A reality based independent journal of observation & analysis, serving the Flathead Valley & Montana since 2006. © James Conner.

20 November 2016

Monday national notes

Democrats should focus more on Republican policies than on Trump’s reprehensible appointments. Thundering denunciations of his selection of Jeff Sessions, Gen. Flynn, Steve Bannon, and similar men, are merited, not to mention soul satisfying, but the greater danger lies in the legislation the Republican Congress will present for his signature. They’re going after Dodd-Frank, the Affordable Care Act, Medicare, and a multitude of programs such as food stamps and WIC that help the poor and hungry. Paul Ryan’s budget and policy predilections are no secret. Some bill will be ready for Trump’s signature the day he takes the oath of office. The time to raise hell on policy is now.

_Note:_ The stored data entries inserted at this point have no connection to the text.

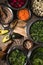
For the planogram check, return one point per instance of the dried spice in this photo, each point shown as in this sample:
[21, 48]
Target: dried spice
[17, 3]
[24, 14]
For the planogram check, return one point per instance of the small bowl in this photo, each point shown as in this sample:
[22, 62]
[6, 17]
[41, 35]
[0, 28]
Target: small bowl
[4, 5]
[30, 6]
[33, 52]
[28, 31]
[17, 8]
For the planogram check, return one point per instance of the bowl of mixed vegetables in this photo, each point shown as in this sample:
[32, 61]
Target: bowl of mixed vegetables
[36, 57]
[16, 56]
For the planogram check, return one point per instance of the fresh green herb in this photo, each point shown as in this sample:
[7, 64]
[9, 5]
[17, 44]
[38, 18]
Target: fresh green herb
[36, 31]
[17, 57]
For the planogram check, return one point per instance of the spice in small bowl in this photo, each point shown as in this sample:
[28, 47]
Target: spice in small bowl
[6, 14]
[24, 14]
[27, 44]
[13, 24]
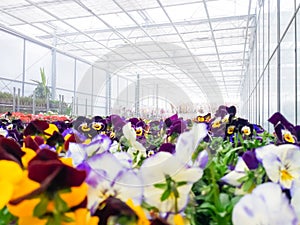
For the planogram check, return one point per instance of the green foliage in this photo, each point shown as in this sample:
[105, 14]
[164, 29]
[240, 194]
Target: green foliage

Sen. Steve Daines and Rep. Ryan Zinke, and their fellow Republicans in Congress, are out of free votes on repealing the ACA and harming the poor. As long as President Obama could veto bills repealing the ACA and cutting supplemental nutrition programs, Republican legislators had free votes. They could pander to the Tea Party by voting to repeal Obamacare, knowing the repeal would be vetoed and thus no one would be harmed. Now the repeal will be signed into law, harm will be done, and those who voted for repeal will be held responsible for that harm. Whether this new reality will sober Daines, Ryan, et al, remains to be seen — but it should sober them.

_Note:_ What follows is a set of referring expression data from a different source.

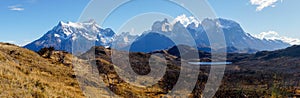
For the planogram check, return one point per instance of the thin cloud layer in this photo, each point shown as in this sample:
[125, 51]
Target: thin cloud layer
[272, 35]
[16, 8]
[261, 4]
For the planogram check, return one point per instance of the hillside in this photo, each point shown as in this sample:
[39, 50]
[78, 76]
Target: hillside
[24, 73]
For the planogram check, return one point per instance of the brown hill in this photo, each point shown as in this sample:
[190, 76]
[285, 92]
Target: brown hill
[24, 73]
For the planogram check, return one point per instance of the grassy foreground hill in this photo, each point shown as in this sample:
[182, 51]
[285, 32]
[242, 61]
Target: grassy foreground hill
[24, 73]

Fixating on the electoral college distracts Democrats from the gravity of their predicament. Getting rid of the electoral college would ensure that the winner of the popular vote becomes President, but it would not help Democrats win majorities in Congress and state legislatures, or improve Democratic odds of winning elections for governor or U.S. Senator. Governors, senators, and state legislators, already are elected by popular vote — but legislators are elected from districts, usually single member districts. The Democratic Party, by abandoning the white working class, is concentrating its voters in urban clusters, where the party runs up huge majorities, thus wasting votes while conceding rural and low density suburban districts to the Republicans. The result, reports Alan Greenblatt of governing.com:

Democrats went into this election controlling the governorship, Senate and House in just seven states — that was their lowest number since the Civil War, when there were 15 fewer states. Now, they control just five states.

If Democrats do not learn to be competitive in rural and white America, they may never again win the White House, Congress, or most state legislatures. The party’s current identity politics coalition is a political suicide pact.